In this problem we'll use CERN OpenData taken from the website [opendata.cern.ch](http://opendata.cern.ch/record/545) to train a classifier to distinguish between $Z \to e^+ e^-$ decays and background events. The data is stored in the file `Zee.csv` and contains the following variables:
- `E1`, `E2`: The energy of the two electrons in GeV
- `pt1`, `pt2`: The transverse momentum of the two electrons in GeV
- `eta1`, `eta2`: The pseudorapidity of the two electrons
- `phi1`, `phi2`: The azimuthal angle of the two electrons
and some other data that won't be as relevant for us.

We will train a neural network to predict the invariant mass of the Z-boson from the transverse momenta `pt`, the pseudo-rapidities `eta` and the azimuthal angles `phi` of the electron and positron.
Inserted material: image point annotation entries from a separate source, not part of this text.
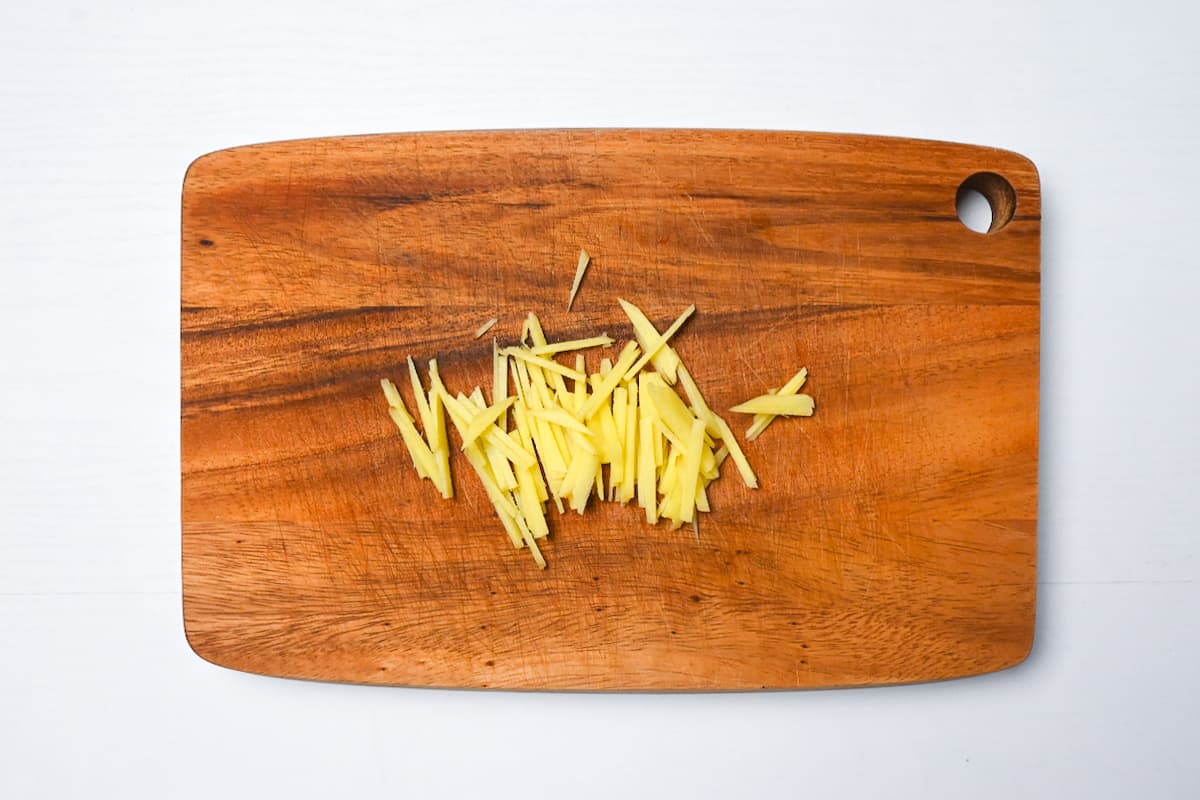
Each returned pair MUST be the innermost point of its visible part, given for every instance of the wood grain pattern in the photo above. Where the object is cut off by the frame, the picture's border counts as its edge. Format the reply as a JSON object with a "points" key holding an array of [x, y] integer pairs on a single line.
{"points": [[894, 537]]}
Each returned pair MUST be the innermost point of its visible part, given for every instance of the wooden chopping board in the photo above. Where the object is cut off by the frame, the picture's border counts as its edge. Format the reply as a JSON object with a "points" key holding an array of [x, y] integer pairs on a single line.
{"points": [[894, 534]]}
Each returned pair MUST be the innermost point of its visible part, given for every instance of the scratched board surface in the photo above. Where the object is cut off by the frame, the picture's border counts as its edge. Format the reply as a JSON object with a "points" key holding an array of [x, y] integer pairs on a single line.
{"points": [[894, 534]]}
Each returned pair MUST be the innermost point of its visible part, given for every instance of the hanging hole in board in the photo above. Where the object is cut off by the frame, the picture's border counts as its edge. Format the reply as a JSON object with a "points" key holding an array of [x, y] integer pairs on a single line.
{"points": [[985, 203]]}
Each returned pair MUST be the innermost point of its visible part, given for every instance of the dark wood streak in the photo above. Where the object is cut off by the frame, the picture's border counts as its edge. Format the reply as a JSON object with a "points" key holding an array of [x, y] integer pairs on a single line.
{"points": [[894, 534]]}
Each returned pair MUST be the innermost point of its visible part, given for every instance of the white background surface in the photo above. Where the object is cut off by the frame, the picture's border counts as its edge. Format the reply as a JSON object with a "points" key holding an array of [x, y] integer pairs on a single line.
{"points": [[102, 108]]}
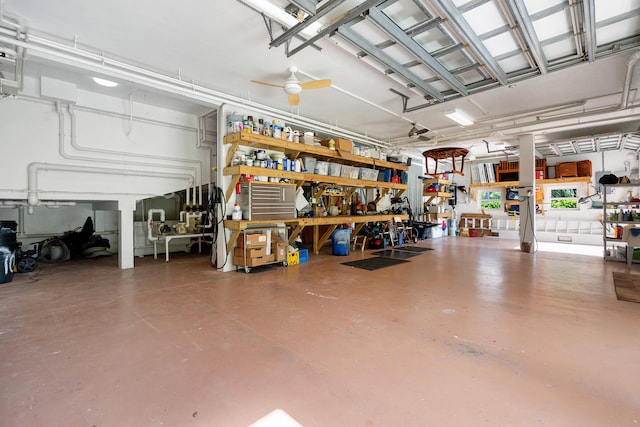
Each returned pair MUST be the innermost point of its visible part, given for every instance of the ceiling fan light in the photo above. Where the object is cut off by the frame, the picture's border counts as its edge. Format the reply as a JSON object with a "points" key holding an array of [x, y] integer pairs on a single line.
{"points": [[459, 117], [413, 131]]}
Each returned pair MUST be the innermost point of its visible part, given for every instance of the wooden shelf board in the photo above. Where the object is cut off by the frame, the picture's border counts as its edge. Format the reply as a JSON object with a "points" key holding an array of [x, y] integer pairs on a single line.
{"points": [[437, 194], [585, 179], [268, 143], [310, 177]]}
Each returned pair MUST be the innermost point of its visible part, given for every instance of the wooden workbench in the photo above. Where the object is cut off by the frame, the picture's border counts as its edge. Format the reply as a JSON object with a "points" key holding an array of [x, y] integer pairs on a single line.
{"points": [[299, 224]]}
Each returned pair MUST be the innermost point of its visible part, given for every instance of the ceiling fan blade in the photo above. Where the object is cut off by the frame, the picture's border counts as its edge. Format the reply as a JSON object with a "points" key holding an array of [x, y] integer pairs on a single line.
{"points": [[266, 83], [294, 99], [315, 84]]}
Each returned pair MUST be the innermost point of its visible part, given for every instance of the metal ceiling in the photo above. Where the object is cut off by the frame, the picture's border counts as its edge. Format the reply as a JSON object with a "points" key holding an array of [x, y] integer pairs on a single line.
{"points": [[447, 49]]}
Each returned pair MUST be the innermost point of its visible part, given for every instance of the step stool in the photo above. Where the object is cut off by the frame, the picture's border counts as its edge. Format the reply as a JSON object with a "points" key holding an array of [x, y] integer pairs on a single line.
{"points": [[359, 240]]}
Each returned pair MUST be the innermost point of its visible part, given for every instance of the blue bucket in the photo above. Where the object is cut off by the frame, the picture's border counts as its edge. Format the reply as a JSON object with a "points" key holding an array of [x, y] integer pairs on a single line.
{"points": [[341, 239]]}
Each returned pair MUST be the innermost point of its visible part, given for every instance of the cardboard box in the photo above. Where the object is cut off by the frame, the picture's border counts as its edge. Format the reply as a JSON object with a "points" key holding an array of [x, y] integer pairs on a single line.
{"points": [[280, 251], [254, 262], [252, 252], [253, 240]]}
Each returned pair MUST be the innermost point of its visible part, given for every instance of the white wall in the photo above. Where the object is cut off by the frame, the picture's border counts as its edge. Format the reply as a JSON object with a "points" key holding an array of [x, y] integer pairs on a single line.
{"points": [[582, 224], [110, 159]]}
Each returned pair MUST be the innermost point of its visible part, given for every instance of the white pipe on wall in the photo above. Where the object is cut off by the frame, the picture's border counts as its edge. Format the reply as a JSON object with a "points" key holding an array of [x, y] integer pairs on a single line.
{"points": [[631, 65], [98, 63], [197, 170]]}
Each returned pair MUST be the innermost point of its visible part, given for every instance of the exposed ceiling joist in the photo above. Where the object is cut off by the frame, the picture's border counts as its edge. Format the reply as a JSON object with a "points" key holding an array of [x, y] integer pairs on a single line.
{"points": [[476, 44], [389, 27], [371, 50]]}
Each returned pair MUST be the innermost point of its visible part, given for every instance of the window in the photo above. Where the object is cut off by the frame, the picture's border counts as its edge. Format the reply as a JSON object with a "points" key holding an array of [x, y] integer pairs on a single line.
{"points": [[490, 199], [564, 198]]}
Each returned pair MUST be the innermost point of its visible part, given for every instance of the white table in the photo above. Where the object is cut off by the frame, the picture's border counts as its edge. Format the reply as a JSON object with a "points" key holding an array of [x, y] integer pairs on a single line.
{"points": [[169, 238]]}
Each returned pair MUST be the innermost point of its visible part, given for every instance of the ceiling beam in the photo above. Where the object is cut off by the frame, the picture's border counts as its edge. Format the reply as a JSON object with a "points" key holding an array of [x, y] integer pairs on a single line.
{"points": [[359, 41], [527, 30], [392, 29], [350, 15], [308, 6], [589, 24], [296, 29], [465, 30]]}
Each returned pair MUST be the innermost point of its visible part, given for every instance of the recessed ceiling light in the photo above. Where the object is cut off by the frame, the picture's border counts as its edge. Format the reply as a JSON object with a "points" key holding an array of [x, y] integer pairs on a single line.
{"points": [[105, 82], [459, 117]]}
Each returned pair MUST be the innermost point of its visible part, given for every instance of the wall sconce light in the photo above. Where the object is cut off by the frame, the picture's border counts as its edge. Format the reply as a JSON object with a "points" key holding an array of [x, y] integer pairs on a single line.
{"points": [[105, 82]]}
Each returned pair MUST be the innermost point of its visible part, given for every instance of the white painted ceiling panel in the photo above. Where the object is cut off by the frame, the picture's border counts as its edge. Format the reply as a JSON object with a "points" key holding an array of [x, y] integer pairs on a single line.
{"points": [[514, 66]]}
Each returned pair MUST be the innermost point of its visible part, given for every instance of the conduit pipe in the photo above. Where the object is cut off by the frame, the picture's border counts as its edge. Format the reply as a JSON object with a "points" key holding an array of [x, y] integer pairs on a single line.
{"points": [[35, 167], [196, 170], [631, 65], [61, 148], [90, 61]]}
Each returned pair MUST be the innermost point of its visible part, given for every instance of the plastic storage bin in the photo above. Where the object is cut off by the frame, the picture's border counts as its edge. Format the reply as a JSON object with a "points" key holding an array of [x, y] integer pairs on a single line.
{"points": [[340, 240], [322, 168], [303, 254]]}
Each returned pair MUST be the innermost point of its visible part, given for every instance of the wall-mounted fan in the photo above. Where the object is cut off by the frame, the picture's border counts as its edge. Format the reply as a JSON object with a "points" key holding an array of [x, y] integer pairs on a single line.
{"points": [[292, 86]]}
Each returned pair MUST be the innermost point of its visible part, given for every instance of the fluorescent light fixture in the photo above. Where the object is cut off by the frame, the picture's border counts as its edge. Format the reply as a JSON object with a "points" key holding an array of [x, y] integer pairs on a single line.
{"points": [[459, 117], [282, 16], [105, 82]]}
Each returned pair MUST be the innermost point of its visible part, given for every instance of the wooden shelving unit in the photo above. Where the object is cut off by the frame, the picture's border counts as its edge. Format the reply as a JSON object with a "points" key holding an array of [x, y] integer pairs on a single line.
{"points": [[294, 150]]}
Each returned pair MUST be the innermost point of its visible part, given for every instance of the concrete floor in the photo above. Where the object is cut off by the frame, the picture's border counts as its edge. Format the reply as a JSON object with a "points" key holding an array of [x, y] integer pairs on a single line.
{"points": [[474, 332]]}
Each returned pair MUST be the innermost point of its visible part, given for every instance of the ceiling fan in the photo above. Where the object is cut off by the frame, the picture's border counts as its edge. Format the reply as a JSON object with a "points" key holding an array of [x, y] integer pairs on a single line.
{"points": [[414, 131], [293, 87]]}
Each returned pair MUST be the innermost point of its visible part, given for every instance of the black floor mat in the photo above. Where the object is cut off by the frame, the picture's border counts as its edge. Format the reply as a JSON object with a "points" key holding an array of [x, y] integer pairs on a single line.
{"points": [[375, 263], [413, 248], [396, 253]]}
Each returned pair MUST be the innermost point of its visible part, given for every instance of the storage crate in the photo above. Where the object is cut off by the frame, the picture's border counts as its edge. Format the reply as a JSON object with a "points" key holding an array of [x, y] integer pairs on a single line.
{"points": [[584, 167], [293, 258], [346, 171], [335, 169], [567, 169]]}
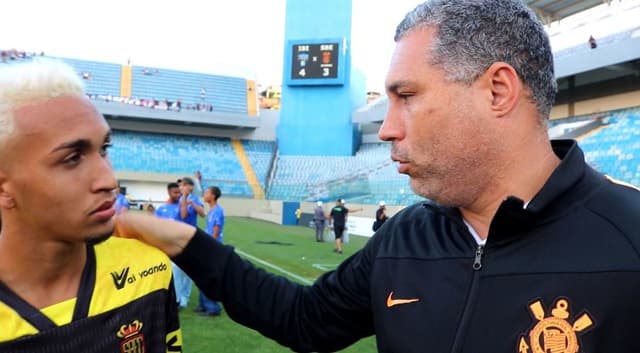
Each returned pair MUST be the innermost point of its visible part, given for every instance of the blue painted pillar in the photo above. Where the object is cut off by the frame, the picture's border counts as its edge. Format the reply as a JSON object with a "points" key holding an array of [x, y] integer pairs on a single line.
{"points": [[319, 92]]}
The pseudo-rapidity is given by
$$\eta = -\ln(\tan(\theta/2))$$
where $\theta$ is the angle between the particle's momentum and the beam axis.
Of course, the exact formula for the invariant mass is known, but this is useful pedagogically because it will give us some confidence in the neural network.

In terms of these variables, the formula for the reconstructed invariant mass of the $Z$-boson is 
$M_Z^2 = 2 p_{T,1} p_{T,2} ( \cosh(\eta_1 - \eta_2) - \cos(\phi_1 - \phi_2))$.


In [None]:
import pandas as pd
import numpy as np
import matplotlib.pyplot as plt
import random

# Load the data
data = pd.read_csv('Zee.csv')

# Combine electron and positron kinematics into one DataFrame
particles = pd.DataFrame({
    'pt': pd.concat([data['pt1'], data['pt2']]),
    'eta': pd.concat([data['eta1'], data['eta2']]),
    'charge': pd.concat([data['Q1'], data['Q2']])
})

# Randomly select 1000 particles
random_indices = random.sample(range(len(particles)), 3000)
sample_data = particles.iloc[random_indices]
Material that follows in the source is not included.